Jim Moss at Firedoglake:
Does this mean we can expect a baby boom once the economy recovers?
There have been many stories about the decline of the birth rate in 2008, with almost all attributing it to the recession. But James Trussell raises an interesting point: doesn’t it take nine months from conception to birth? Abortion aside, to reduce births in the first three quarters of 2008 in response to a recession that started in Dec. 2007 would have taken pretty impressive rational expectations.
What are we missing?
Christine Kim at Heritage Foundation:
But the mainstream media completely ignored the most genuinely concerning trend in childbearing. In 2008, more than 4 in 10 children, or about 1.7 million births, were born to unmarried mothers.
For decades, unmarried childbearing has been trending unrelentingly upward. In 1960, about 5.3 percent of all births were to unmarried mothers. Ten years later, it had doubled to 10.7 percent. By 1980, it was 18.4 percent, and in 1990, 28 percent.
The 1996 welfare reform, which aimed to reduce out-of-wedlock childbearing as it is a primary cause of child poverty, slowed its growth rate for a few years, but by 2003, it resumed the dramatic climb, an increase of 17 percent in 5 years.
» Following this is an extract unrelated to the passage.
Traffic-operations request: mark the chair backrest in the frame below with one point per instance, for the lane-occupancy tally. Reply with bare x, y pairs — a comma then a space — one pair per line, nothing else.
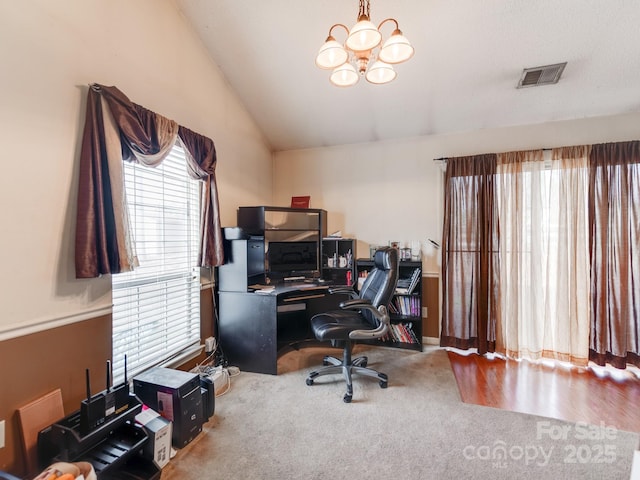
380, 284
In 2008, 40.6 percent of all births in the U.S, were to unwed mothers, according to the new CDC report. While unwed teenage childbearing comprised one-half of all unmarried births in 1975, in 2008, the 133,000 births to those under age 18 comprised less than 8 percent of all unmarried births (22 percent if 18- and 19-year-olds are included).
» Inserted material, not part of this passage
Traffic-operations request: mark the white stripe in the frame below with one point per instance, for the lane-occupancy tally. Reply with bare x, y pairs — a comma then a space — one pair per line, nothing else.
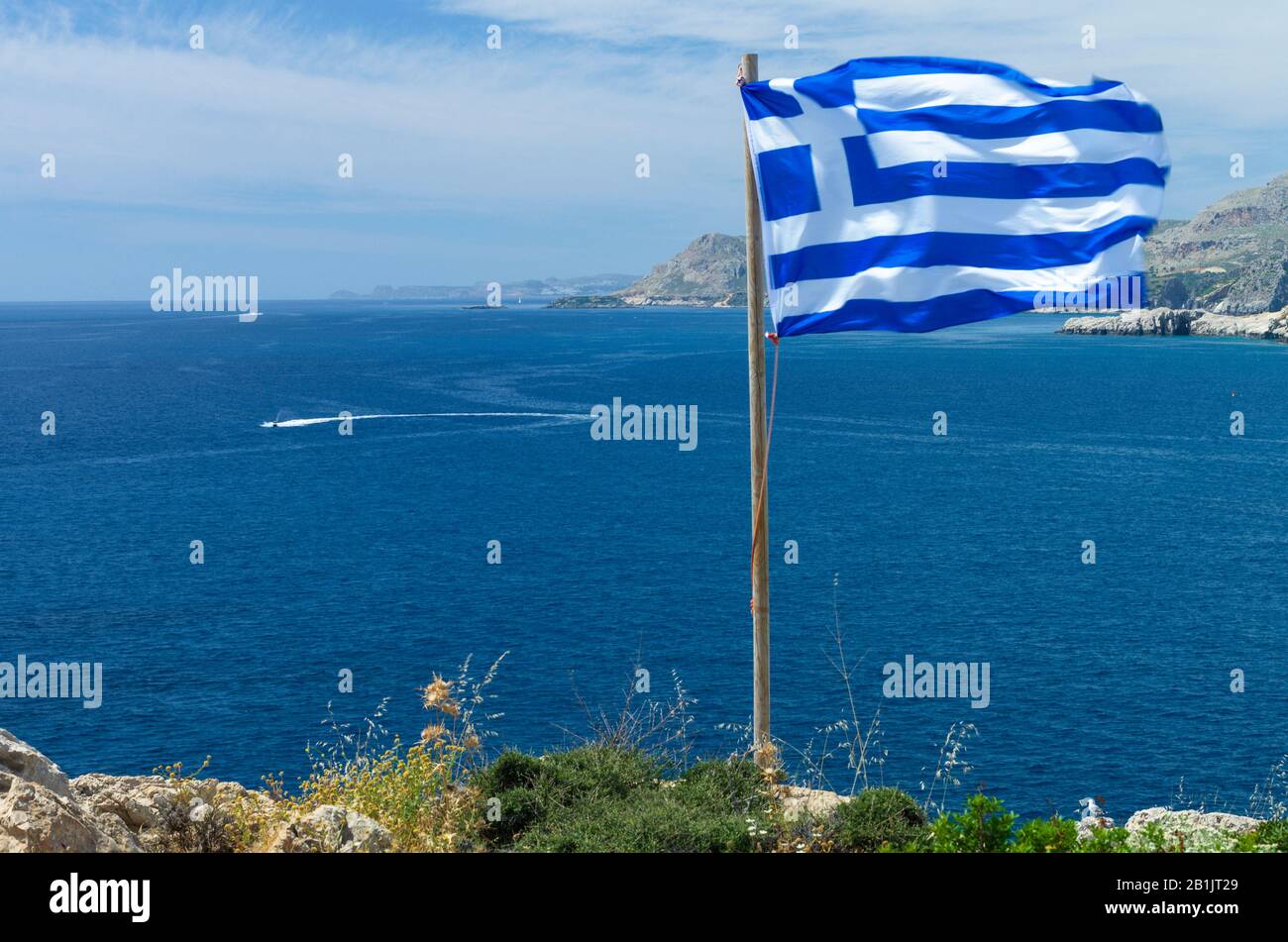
906, 91
922, 283
1080, 146
846, 223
Indeed, out-of-wedlock childbearing has largely become a twenty-something phenomenon. About 37 percent of all unwed births were to the young twenty-something, and another 23 percent to unmarried women in their late twenties.
Tom Toles at WaPo:
The debate about population has calmed quite a bit in the last few decades since we’ve learned that resources are more elastic than once thought and that trend lines show global population will crest in a half century or so, just in time to enjoy the fruits of our current carbon policies. But now the dark warnings about population come from the OTHER side: that we (as in we the developed countries) are not having ENOUGH children.The arguments as I understand them are that it’s hard to have a growing economy with a shrinking population (we’ll leave immigration for another day) and that we won’t be able to care for our retirees without more workers to foot the bill. These are serious arguments, interesting arguments, but I think there is a name for the type of system that requires ever greater numbers of people coming in to sustain the fewer that were in before: PONZI SCHEME. These are known to end badly.
How do we know what the human carrying capacity of earth is? As Warren Buffett has pointed out, we don’t know, but we do know it’s not infinite. I have my own formula. I think that until the number of species that are under severe threat because of human predation or habitat loss falls to the negligible, the presumption is there are still too many people.